2023 Fiscal Year Final Research Report

• Project/Area Number: 21K09693
• Research Category: Grant-in-Aid for Scientific Research (C)
• Allocation Type: Multi-year Fund
• Section: 一般
• Review Section: Basic Section 56060:Ophthalmology-related
• Research Institution: The University of Tokyo
• Principal Investigator: Watanabe Sumiko 東京大学, 医学部附属病院, 届出研究員 (60240735)
• Project Period (FY): 2021-04-01 – 2024-03-31
• Keywords: 網膜 / マウス / 変性 / 炎症

Outline of Final Research Achievements

Inflammation is considered to contribute to the initiation and development of retina.
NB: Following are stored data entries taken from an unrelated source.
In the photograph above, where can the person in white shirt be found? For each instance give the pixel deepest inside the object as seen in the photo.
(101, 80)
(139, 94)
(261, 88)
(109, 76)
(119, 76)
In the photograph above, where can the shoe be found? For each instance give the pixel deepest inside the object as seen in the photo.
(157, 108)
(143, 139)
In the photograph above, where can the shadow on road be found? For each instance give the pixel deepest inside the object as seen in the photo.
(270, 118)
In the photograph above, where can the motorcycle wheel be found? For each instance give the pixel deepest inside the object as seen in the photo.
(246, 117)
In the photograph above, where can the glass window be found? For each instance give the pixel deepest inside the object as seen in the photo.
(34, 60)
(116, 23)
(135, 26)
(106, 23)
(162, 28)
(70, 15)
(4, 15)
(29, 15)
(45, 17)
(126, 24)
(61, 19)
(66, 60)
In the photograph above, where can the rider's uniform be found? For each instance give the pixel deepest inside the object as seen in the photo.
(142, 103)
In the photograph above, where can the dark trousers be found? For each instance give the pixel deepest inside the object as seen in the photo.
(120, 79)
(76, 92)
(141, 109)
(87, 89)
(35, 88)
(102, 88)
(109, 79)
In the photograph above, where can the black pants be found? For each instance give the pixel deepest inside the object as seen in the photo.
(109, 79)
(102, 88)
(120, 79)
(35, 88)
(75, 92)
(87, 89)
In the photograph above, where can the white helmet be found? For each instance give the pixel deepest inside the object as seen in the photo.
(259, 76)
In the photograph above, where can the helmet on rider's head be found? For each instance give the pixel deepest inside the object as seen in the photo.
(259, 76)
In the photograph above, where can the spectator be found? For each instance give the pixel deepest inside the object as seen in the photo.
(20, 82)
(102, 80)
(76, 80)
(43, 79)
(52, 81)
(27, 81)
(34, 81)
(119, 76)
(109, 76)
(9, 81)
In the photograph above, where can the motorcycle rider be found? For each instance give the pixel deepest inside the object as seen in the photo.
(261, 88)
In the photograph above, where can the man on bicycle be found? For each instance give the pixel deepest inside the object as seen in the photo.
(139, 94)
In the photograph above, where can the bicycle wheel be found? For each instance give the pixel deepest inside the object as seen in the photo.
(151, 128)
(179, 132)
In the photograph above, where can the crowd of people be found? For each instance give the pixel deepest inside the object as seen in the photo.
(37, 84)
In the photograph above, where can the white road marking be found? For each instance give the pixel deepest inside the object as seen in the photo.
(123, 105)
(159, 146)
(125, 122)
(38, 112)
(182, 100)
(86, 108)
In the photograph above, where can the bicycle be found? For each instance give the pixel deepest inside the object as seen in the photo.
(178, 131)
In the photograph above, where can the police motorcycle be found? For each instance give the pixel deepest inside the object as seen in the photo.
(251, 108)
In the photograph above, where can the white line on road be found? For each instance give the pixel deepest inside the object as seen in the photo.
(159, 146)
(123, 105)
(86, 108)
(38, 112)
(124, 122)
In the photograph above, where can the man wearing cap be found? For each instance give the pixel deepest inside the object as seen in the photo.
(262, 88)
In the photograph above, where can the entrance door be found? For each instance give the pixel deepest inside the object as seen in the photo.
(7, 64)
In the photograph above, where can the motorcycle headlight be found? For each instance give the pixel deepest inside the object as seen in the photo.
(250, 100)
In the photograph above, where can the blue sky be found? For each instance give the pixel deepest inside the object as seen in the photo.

Activation of immune-competent cells such as microglia are reported to be activated in the retinal degenerative diseases such as age-related macular degeneration, retinitis pigmentosa, and glaucoma. We had previously found that mouse microglia expressing v-RAS showed different activation state, suggesting that different micro-environment of inflammation in the retina contributes to differential state of activation of the microglia. Our question in this work is whether heterogeneity of inflammation present in the retina or not. By using frozen sections of the mouse retina and laser-micro dissection machine, we vertically cut out healthy and degenerating retina to 3 parts, and each part was served to proteome analysis. We identified retinal layer-specific protein expression patterns in each layer, and the patterns change with progression of retinal degeneration.

Free Research Field

網膜発生、疾患分子基盤

Academic Significance and Societal Importance of the Research Achievements

視細胞変性症は、糖尿病性網膜症、加齢黄斑変性症、網膜色素変性症などいずれも発症は加齢と強く関係し、この背景として、眼内での炎症サーキットの活性化が想定されるがその実体と分子機序、さらになぜ視細胞が選択的に変性していくのかは不明である。本研究により、網膜内で不均一な炎症像が観察されることが示され、炎症制御を時間軸とともに、空間的にも捉えて、標的を明確にして行う戦略につながる重要な手掛かりとなった。また、組織の切片を切り出してタンパク質を網羅的に同定する手法は、サンプル調整に高度な機器や技術も不要で汎用性が高いものである。